The festival committee has been reluctant to accept its responsibilities as an event organiser, placing the onus for managing behaviour at the event on the police. This is not how events should be run. The police are there to support event organisers, not to do their job for them. As a result of the anti-social behaviour experienced in recent years, Castletown Festival has become the most heavily policed event outside the TT, which in turn has implications on the resources available to police the rest of the Island.

While the Constabulary and Castletown festival organisers have achieved some progress it has not been enough to allay the serious concerns over public safety. The Constabulary has long been disappointed that the festival committee do not accept that crime, disorder and drunkenness often accompany the event in Castletown, or that the organisers have a part to play in preventing and reducing such problems. This is the crux of the issue. There are risks in running an event, but those risks can be mitigated with careful planning and co-operation with various public service agencies.

There is a clause in the Music and Dancing Act that allows events run for a philanthropic purpose to avoid being licensed. However, earlier this summer the Constabulary received new legal advice from the HM Attorney General’s Chambers, which clearly indicated that the Castletown Festival committee could no longer rely on the philanthropy clause as it had in previous years.  The Constabulary advised the committee well in advance of the Festival that it should seek a licence for the evening part of the programme. The Constabulary was prepared to work with the organisers and support the granting of a licence, subject to reasonable conditions being put in place, based around the Event Safety Guide.

The committee refused to accept the advice and chose not to apply for a licence. Meetings were held in the weeks leading up to the Festival in an attempt to find a way forward, but the committee refused to change its approach. It was made clear that, if the event went ahead without a licence, members of the committee would run the risk of being reported to HM Attorney General for consideration of prosecution. This is not at all the same as telling them they would be prosecuted. The Constabulary does not prosecute anyone.  All cases referred by the police are reviewed by a prosecutor, who considers Manx law, established policy and the guidance to prosecutors, issued by HM Crown Prosecution Service, before making a decision. A key consideration is that of public interest.

The committee had choices that could have allowed the Festival’s evening programme to go ahead. However, it chose not to pursue the matter through an application to the Licensing Court – the only way that would have allowed the correct legal position to be established.

The Constabulary was obliged to pass on the new legal advice from HM Attorney General’s Chambers in this matter and is disappointed that the committee chose to make drastic alterations to the evening programme, instead of taking a more pragmatic approach.

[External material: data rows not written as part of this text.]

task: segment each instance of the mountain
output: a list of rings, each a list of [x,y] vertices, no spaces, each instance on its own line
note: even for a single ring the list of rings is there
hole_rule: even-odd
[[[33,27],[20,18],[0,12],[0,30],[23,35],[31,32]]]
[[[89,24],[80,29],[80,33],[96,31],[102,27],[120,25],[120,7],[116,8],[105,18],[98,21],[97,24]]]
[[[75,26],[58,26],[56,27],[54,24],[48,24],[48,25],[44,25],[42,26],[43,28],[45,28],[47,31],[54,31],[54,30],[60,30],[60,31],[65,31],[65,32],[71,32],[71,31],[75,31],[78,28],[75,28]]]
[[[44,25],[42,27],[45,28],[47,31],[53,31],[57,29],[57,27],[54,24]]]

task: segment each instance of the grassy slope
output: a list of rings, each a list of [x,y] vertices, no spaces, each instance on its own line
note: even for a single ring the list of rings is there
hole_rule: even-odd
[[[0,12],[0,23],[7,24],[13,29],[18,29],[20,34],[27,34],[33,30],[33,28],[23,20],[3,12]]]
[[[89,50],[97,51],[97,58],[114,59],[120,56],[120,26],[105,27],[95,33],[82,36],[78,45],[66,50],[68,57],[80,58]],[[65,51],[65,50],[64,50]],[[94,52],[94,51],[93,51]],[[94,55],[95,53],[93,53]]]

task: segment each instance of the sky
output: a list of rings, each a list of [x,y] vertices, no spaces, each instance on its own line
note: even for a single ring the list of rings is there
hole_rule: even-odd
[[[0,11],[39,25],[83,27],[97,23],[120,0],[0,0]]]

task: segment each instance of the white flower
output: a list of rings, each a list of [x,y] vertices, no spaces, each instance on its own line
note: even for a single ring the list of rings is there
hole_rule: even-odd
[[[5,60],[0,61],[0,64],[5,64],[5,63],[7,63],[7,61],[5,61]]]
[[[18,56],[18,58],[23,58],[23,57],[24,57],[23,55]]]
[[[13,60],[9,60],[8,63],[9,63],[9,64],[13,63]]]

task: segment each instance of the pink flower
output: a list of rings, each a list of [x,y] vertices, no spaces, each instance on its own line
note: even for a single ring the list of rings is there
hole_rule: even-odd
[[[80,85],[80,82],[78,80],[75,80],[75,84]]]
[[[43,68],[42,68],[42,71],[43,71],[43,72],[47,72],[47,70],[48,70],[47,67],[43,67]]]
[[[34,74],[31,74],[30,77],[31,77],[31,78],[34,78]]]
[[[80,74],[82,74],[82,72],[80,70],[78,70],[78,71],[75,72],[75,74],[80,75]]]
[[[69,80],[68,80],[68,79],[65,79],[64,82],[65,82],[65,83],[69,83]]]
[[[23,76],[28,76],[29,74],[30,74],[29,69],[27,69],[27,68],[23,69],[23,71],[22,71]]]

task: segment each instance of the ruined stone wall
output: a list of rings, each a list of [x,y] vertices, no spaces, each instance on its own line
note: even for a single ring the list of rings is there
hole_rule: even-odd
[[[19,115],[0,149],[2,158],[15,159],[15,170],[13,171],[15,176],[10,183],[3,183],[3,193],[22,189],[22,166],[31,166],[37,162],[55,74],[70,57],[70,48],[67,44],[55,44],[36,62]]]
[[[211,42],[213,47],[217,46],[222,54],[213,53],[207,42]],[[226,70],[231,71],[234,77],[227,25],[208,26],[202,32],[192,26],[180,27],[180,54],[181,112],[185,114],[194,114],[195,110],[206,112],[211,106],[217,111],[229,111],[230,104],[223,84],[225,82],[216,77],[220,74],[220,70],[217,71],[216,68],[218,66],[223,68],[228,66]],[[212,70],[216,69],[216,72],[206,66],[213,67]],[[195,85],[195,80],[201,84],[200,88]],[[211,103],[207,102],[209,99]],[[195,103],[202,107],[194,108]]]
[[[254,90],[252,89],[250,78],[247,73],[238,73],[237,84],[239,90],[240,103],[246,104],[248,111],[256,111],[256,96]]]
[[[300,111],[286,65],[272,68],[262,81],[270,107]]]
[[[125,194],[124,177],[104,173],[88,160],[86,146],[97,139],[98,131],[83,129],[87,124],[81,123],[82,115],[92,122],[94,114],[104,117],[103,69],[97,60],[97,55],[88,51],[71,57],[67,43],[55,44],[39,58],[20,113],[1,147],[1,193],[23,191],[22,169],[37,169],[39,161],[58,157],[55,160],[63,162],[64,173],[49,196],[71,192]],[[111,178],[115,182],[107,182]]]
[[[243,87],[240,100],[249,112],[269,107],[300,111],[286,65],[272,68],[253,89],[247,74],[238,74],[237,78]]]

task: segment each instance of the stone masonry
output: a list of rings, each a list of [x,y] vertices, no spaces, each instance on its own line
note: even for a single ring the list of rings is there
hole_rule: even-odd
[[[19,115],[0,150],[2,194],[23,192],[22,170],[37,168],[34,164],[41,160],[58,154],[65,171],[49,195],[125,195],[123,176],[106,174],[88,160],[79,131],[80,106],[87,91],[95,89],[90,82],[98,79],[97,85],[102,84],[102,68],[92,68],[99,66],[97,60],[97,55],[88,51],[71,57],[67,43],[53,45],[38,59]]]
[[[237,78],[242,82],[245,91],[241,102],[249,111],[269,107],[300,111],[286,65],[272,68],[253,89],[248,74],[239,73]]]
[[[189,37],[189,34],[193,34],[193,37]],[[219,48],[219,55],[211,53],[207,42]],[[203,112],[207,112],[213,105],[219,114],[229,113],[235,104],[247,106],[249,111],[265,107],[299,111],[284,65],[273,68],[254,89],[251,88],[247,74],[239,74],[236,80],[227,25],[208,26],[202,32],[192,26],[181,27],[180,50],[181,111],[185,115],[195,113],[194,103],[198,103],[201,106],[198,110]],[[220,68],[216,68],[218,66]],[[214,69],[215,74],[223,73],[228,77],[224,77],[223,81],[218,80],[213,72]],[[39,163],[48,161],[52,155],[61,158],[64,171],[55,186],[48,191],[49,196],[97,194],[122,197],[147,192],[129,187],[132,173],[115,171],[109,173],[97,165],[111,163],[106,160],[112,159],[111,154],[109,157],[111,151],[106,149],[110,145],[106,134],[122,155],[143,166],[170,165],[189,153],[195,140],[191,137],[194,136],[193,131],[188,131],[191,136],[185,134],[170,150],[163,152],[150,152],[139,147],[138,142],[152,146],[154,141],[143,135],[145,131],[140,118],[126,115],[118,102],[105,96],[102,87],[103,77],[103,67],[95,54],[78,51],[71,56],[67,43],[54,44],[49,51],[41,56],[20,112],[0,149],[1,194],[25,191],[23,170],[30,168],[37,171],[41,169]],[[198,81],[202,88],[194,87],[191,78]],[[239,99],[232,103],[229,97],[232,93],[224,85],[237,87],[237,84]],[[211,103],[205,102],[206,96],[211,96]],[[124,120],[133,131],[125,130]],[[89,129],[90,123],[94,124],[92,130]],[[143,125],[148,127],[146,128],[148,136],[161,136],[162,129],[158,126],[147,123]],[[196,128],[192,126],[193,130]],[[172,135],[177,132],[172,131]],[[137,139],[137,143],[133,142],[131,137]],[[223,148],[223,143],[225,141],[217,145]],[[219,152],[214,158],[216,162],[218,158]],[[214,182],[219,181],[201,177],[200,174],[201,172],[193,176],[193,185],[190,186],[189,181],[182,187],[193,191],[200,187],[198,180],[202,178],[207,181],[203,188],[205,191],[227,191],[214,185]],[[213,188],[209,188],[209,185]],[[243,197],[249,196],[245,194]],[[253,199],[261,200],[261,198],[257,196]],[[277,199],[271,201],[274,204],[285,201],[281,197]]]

To reiterate: the issue here is less about the legal niceties of the Music and Dancing Act and more about the duties of all event organisers to place all aspects of public safety at the centre of the planning and running of an event. The Constabulary has not encountered any other organisation that shows a reluctance to embrace and promote safety in this way.

The Constabulary has made its position clear and wants to support a well-run, safe Castletown Festival in the future. It looks forward to continuing its discussions with the event organisers to achieve this aim.